As my title suggests, today Woot has the Sony pocket reader for only 109.99


----------



## Betsy the Quilter (Oct 27, 2008)

Woot!  That's a good deal!

Betsy


----------



## Betsy the Quilter (Oct 27, 2008)

I loved this part of the description:



> Of course there will always be those technophobic, progress-averse Luddites who'll whine about how you never have to worry about battery life with an olde-fashioned book of pulped and bound tree flesh. But you know something, Grandpa? You never have to worry about a sewage clog when you poop in a chamber pot, either. Does that make it better than our fancy, newfangled indoor plumbing?


Betsy


----------



## gadgetgirl003 (Mar 22, 2009)

Betsy the Quilter said:


> Woot! That's a good deal!
> 
> Betsy


I thought so too so it makes me want to buy it just because it seems like such a good deal and then I would be able to read library books. Of course since I am on iPad watch(It's supposed to be delivered Friday) and already have my Kindle, I can't justify getting it right now even with its being offered at such a good price.


----------



## gadgetgirl003 (Mar 22, 2009)

Betsy the Quilter said:


> I loved this part of the description:
> 
> Betsy


LOL I love Woot's little stories.


----------



## Ann in Arlington (Oct 27, 2008)

Woot!  I, too, think the write ups are often the best things on offer on a daily basis!  Mind you, $115 (including shipping) is a good price for the Sony (note it's the 5" screen one, no wireless) but I have no particular need. . . .


----------



## Betsy the Quilter (Oct 27, 2008)

"liberry" books....

Betsy


----------



## Betsy the Quilter (Oct 27, 2008)

Speaking of "woots," Ann, did you ever try out your touch screen thingy?

Betsy


----------



## Ann in Arlington (Oct 27, 2008)

I haven't had time to play with it yet. . .it's just a little thing that clips onto the screen or a paper tablet, and comes with a stylus. . . . .honestly, I have to clear a big enough space on my desk to PUT a paper tablet.    Might be a good project for today.


----------



## cheerio (May 16, 2009)

not a bad price


----------



## KindleMom (Dec 11, 2008)

Did anyone see which Kindle was featured on this morning's woot-off?
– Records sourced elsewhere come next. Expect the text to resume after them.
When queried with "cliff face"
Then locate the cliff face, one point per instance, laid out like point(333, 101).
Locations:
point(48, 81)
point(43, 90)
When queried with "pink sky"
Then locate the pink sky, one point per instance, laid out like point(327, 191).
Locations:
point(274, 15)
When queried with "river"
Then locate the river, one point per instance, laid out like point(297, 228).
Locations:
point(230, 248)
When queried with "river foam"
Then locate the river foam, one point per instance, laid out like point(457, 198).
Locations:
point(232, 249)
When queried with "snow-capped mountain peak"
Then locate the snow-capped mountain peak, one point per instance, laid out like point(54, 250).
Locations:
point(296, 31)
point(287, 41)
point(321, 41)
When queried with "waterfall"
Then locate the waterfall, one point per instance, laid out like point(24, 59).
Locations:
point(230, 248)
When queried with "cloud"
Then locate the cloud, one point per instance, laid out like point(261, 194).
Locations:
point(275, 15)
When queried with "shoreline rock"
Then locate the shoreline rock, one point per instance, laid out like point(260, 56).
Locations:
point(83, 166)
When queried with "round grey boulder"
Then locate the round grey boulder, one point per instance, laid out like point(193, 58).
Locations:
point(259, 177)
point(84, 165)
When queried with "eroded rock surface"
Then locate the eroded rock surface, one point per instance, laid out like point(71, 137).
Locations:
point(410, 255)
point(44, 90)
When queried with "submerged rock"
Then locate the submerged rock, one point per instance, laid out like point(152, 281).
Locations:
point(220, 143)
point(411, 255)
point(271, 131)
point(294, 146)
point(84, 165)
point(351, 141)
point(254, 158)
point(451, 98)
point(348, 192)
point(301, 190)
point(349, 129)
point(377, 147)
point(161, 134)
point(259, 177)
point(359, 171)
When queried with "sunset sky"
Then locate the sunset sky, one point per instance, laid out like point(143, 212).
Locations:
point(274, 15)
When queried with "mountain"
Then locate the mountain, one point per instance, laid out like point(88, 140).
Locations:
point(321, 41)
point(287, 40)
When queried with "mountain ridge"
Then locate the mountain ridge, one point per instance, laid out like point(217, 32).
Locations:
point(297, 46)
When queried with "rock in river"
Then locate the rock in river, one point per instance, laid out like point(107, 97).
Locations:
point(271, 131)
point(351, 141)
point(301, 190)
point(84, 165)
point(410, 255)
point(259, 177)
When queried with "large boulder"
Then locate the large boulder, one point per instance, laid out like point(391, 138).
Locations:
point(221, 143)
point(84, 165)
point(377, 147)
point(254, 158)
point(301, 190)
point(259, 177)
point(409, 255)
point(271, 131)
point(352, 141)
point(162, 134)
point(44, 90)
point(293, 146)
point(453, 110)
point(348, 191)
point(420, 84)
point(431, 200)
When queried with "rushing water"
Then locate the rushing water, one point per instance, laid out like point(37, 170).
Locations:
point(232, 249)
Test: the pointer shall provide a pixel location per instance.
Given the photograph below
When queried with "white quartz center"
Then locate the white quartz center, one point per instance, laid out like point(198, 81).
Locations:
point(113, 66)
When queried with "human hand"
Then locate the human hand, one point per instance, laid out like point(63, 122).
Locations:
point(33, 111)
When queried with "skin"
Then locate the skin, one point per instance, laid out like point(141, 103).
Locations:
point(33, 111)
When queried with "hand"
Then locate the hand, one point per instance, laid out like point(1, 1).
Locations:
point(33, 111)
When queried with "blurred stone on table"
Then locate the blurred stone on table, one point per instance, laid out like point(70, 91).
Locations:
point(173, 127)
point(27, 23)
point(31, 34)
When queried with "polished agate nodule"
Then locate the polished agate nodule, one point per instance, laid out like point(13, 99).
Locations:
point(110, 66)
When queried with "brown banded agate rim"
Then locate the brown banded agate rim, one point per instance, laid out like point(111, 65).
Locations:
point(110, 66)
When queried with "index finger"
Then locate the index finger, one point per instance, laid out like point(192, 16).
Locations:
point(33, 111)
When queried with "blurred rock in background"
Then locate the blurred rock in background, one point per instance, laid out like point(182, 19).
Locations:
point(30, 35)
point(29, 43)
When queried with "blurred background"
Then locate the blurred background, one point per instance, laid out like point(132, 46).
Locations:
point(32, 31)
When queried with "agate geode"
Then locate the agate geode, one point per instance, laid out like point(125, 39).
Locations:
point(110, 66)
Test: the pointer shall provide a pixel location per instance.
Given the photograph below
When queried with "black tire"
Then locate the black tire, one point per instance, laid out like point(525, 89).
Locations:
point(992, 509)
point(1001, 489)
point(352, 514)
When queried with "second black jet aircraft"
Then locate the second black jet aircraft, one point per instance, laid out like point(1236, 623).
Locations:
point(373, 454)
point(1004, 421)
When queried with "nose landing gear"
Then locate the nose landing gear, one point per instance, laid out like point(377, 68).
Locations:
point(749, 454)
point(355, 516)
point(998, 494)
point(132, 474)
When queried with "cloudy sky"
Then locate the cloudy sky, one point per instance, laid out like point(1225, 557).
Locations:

It had a 6" Kindle listed for $149.99. I'm sorry I missed this, especially if it was the K3.

Here's the tweet.

@wootoff $149.99 : Amazon Kindle Wireless Reading Device 6" Display Global Wireless http://www.woot.com about 10 hours ago via web


----------



## Ann in Arlington (Oct 27, 2008)

Here's a direct link: http://www.woot.com/Blog/ViewEntry.aspx?Id=13960

Looks like it was the K2


----------



## KindleMom (Dec 11, 2008)

Ann in Arlington said:


> Here's a direct link: http://www.woot.com/Blog/ViewEntry.aspx?Id=13960
> 
> Looks like it was the K2


Phew! Thanks, Ann. We already have one of those.


----------